A production-grade agentic RAG system for legal contract risk analysis — multi-source, multi-agent, multi-modal query support.
Legal teams and businesses dealing with contracts face a slow, manual process: reading through dozens of pages to identify risk clauses, check compliance, and answer specific questions about contract terms. This doesn't scale.
The core challenge: contracts are long, dense, and domain-specific. Standard keyword search misses contextual meaning. Generic LLMs hallucinate clauses that don't exist. A production system needs grounded retrieval — only using facts present in the actual document.
ClauseGuard is a multi-agent agentic RAG system where a LangGraph orchestrator routes user queries through specialized agents — risk scanner, Q&A agent, and summarizer — each backed by a document-scoped vector retrieval layer. Every answer is grounded in retrieved document chunks with page-level citations.
The QueryPlanner classifies intent and routes to the appropriate agent branch. Retrieval fetches scoped chunks. RiskAnalysis maps content to risk categories. Synthesis assembles the final grounded response.
Clause-aware smart chunking with a parent-child hierarchy. Parent chunks preserve full clause context; child chunks enable precise retrieval. Chunk boundaries follow legal structure (sections, clauses, subclauses) rather than fixed token counts.
Language-based model routing: BGE embeddings for English contracts, multilingual E5 for bilingual/non-English content. Both stored in Qdrant Cloud with document-scoped collection isolation — no cross-document retrieval leakage.
PDF parsed, clause boundaries detected, chunks generated with parent-child links.
Language detected → model routed → embeddings generated → stored in Qdrant with document ID scoping.
User query classified by QueryPlanner agent. Intent determines which agent branch handles it.
Semantic similarity search scoped to the active document. Top-k chunks retrieved with page metadata.
Agent constructs prompt with retrieved context only. LLM instructed to answer from provided chunks, cite page numbers, flag if insufficient context.
Synthesis agent assembles structured output: answer, citations, risk flags (if risk scan mode).
Automatically scans the full contract across 8 risk categories: liability, indemnification, termination, IP, confidentiality, dispute resolution, payment terms, governing law.

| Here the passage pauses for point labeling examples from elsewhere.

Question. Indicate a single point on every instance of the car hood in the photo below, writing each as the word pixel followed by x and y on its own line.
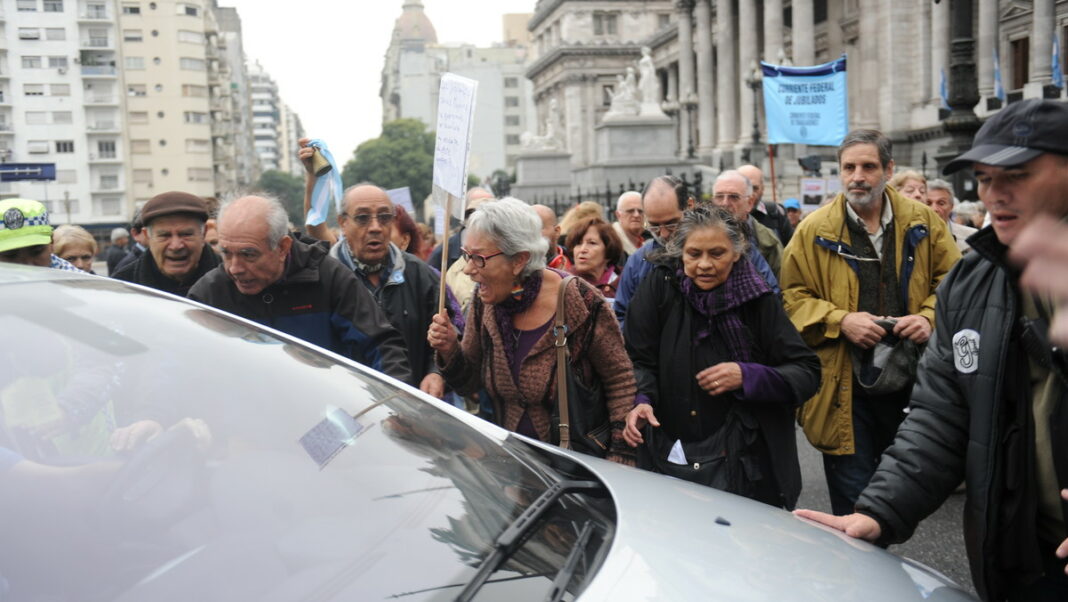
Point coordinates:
pixel 676 540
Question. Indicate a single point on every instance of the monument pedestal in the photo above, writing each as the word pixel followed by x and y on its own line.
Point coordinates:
pixel 543 176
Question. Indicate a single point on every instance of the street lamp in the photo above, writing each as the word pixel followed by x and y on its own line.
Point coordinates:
pixel 754 80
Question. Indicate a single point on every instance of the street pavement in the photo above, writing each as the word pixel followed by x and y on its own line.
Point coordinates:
pixel 939 541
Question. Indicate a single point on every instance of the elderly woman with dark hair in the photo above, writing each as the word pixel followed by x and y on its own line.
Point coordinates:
pixel 596 253
pixel 720 367
pixel 508 345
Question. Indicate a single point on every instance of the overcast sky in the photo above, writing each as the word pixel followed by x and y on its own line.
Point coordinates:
pixel 327 54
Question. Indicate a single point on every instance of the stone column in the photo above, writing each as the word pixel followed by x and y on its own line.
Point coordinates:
pixel 772 29
pixel 726 75
pixel 706 105
pixel 1041 42
pixel 749 53
pixel 940 49
pixel 803 34
pixel 685 72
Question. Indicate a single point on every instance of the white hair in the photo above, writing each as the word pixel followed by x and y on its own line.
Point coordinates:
pixel 278 220
pixel 514 226
pixel 735 174
pixel 618 202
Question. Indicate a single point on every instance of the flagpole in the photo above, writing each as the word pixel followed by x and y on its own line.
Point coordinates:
pixel 444 253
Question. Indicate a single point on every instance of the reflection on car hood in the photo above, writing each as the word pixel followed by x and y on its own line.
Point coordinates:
pixel 676 540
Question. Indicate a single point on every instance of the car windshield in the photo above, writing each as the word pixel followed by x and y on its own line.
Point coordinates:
pixel 153 449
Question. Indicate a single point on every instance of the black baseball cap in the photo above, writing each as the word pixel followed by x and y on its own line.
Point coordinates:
pixel 1017 135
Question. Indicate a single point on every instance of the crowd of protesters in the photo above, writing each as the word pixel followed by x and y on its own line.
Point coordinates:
pixel 916 346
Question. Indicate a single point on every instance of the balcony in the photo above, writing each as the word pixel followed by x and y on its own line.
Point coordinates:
pixel 98 70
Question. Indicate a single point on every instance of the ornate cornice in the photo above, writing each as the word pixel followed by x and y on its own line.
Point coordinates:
pixel 562 52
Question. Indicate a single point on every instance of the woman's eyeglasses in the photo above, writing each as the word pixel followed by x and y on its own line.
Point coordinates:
pixel 475 259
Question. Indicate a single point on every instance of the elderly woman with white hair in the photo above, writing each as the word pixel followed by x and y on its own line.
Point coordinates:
pixel 508 347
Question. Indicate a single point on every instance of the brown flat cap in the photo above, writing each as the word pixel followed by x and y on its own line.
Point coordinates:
pixel 171 203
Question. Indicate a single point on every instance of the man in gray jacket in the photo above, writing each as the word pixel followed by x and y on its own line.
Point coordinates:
pixel 990 401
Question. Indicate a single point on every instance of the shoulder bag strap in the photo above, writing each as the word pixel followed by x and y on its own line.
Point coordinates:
pixel 560 331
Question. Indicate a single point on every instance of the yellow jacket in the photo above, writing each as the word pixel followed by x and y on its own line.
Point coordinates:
pixel 820 287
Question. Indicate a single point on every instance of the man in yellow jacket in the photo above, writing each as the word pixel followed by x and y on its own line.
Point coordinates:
pixel 868 256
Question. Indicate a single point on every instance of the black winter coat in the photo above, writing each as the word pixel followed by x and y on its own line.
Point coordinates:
pixel 970 417
pixel 659 330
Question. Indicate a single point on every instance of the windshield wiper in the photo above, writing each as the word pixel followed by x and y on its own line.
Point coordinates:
pixel 508 541
pixel 570 565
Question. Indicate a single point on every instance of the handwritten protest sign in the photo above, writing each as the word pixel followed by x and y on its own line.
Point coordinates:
pixel 455 117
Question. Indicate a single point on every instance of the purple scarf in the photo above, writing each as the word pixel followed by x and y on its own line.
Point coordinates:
pixel 720 306
pixel 506 310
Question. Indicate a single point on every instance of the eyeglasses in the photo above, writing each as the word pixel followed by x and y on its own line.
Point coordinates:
pixel 364 219
pixel 475 259
pixel 662 230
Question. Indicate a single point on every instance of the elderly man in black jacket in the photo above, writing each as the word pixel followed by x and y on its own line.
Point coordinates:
pixel 989 405
pixel 270 278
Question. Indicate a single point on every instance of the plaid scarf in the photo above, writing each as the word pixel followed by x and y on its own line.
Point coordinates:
pixel 720 306
pixel 506 310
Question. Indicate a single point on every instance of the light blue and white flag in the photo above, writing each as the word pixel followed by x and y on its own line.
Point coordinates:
pixel 1058 76
pixel 327 188
pixel 806 105
pixel 999 89
pixel 943 90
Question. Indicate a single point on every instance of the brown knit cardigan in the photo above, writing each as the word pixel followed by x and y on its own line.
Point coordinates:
pixel 482 363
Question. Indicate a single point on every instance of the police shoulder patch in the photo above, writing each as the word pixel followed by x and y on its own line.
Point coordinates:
pixel 966 351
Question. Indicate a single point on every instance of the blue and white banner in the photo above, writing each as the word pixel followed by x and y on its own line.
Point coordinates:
pixel 806 105
pixel 328 188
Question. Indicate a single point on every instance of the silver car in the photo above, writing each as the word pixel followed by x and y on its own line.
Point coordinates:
pixel 153 448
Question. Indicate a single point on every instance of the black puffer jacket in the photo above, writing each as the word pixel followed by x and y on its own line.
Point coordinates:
pixel 970 417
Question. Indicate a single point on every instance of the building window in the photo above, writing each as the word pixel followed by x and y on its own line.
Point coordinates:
pixel 109 206
pixel 194 91
pixel 1020 51
pixel 190 36
pixel 191 64
pixel 606 24
pixel 198 145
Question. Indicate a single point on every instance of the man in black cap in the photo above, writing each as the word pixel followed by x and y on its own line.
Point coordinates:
pixel 989 404
pixel 174 226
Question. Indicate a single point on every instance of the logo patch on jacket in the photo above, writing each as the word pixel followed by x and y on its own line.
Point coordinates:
pixel 966 351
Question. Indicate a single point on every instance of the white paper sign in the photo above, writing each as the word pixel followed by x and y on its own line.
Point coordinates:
pixel 402 196
pixel 455 119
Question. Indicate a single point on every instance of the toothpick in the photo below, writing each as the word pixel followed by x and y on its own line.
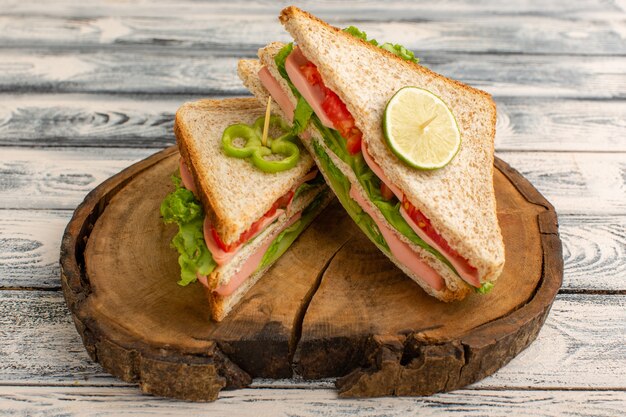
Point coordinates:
pixel 266 125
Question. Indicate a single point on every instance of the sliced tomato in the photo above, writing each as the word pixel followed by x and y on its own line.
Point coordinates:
pixel 335 109
pixel 424 223
pixel 386 191
pixel 282 202
pixel 311 73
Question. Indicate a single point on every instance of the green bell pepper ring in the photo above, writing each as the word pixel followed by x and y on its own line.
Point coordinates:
pixel 254 149
pixel 245 132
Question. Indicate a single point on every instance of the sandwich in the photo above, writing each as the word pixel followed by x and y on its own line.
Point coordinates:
pixel 439 226
pixel 235 215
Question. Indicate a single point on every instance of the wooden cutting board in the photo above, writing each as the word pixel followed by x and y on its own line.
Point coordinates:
pixel 332 306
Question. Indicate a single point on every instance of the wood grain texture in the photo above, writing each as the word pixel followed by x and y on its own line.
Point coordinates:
pixel 577 100
pixel 575 183
pixel 580 346
pixel 370 8
pixel 58 178
pixel 593 249
pixel 169 70
pixel 29 245
pixel 87 401
pixel 119 219
pixel 592 246
pixel 85 120
pixel 418 28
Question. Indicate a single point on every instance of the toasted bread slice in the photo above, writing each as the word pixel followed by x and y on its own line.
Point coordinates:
pixel 233 192
pixel 248 69
pixel 458 199
pixel 219 305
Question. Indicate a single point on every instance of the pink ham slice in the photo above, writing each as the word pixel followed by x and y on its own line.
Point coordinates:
pixel 251 264
pixel 400 250
pixel 314 97
pixel 313 94
pixel 273 87
pixel 220 256
pixel 467 274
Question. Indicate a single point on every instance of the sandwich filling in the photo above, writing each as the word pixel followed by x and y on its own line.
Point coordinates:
pixel 340 133
pixel 201 250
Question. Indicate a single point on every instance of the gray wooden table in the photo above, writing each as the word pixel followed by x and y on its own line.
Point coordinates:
pixel 87 88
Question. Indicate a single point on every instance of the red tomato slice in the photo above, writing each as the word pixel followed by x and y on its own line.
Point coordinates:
pixel 423 223
pixel 335 109
pixel 386 191
pixel 282 202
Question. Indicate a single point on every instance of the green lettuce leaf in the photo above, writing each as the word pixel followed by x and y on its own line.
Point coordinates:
pixel 283 241
pixel 182 208
pixel 395 49
pixel 315 182
pixel 301 116
pixel 371 183
pixel 485 288
pixel 341 186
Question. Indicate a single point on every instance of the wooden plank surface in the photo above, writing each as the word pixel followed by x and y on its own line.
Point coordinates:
pixel 103 80
pixel 369 8
pixel 85 120
pixel 592 246
pixel 167 70
pixel 59 178
pixel 88 401
pixel 43 345
pixel 417 28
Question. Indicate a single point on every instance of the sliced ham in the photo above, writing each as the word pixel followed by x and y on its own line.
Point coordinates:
pixel 276 92
pixel 463 268
pixel 399 249
pixel 220 256
pixel 313 94
pixel 252 263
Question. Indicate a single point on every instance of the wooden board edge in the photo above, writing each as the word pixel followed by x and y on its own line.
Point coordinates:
pixel 200 376
pixel 412 365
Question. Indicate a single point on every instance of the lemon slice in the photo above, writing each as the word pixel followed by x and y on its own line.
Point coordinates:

Answer specific questions about the contract. Every answer includes the source page number and clause reference — no hallucination.
Generate a structured executive summary of the contract: parties, term, key obligations, risk flags, and notable clauses.
Cross-document retrieval leakage
Qdrant collection scoping per document upload session — retrieval never crosses document boundaries.
Hallucination in legal context
System prompt instructs the LLM to answer strictly from provided chunks; responds with 'not found in document' if context is insufficient.
Bilingual contracts
Language detection at ingestion triggers model routing — multilingual E5 handles non-English content, BGE handles English.
Legal clause boundary detection
Custom chunker parses structural markers (numbered sections, 'WHEREAS', 'IN WITNESS WHEREOF') rather than using sentence or token splits.